This Monday, Oct. 4, 2021 image shows part of the OZY.com website. On Monday, Carlos Watson, the CEO of Ozy Media, said it had been "premature" to shut down and that he wants to keep operating.
This Monday, Oct. 4, 2021 image shows part of the OZY.com website. On Monday, Carlos Watson, the CEO of Ozy Media, said it had been "premature" to shut down and that he wants to keep operating.

NEW YORK — The CEO of Ozy Media on Monday said it had been "premature" to shut down the company and that he wants to keep operating, despite a scandal-ridden week that exposed Ozy as an outlet without much of an audience.

Carlos Watson, a former cable-news commentator and host who founded Ozy in 2013, told CNBC that he met with advertisers and investors over the weekend and that he wants Ozy to continue.

In an emailed statement Monday, the company characterized the troubles of the past week as "a bump in the road" that it is "committed to getting past," saying "we are excited to reopen and expect to start resuming operations over the next few days." Ozy is trying to get employees to come back and said newsletters would resume this week and video production at the end of the month.
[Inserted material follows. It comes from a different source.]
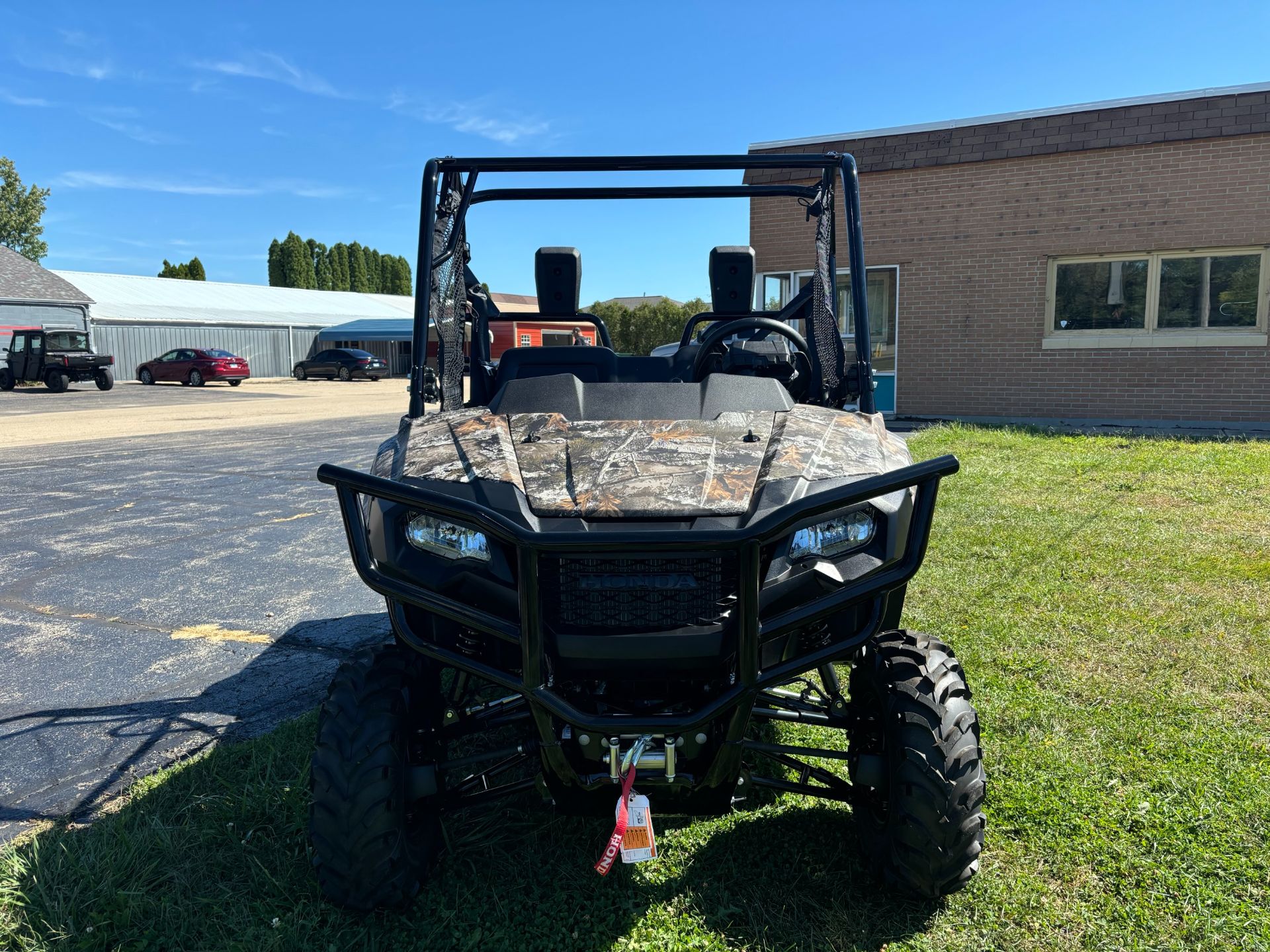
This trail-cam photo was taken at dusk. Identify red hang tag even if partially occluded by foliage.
[595,764,635,876]
[622,789,657,863]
Ozy's board of directors said Friday that the company was ceasing operations. The shutdown came less than a week after a New York Times column raised questions about the media organization's claims of millions of viewers and readers, while also pointing out a potential case of securities fraud.

The story triggered canceled shows, an internal investigation, investor concern and high-level departures at the company before it shut down Friday.

The Times story also said Ozy's chief operating officer and co-founder, Samir Rao, impersonated a YouTube executive on a call with Goldman Sachs while attempting to raise money from the investment bank. Regarding that call, Watson said: "I don't know. I wasn't there." He then went on to say that they eventually "figured out what happened," but did not explain further. "Look — it's heartbreaking, it's wrong, it's not good, it's not OK," Watson said. "I love Goldman, I worked there, I've got a lot of friends there."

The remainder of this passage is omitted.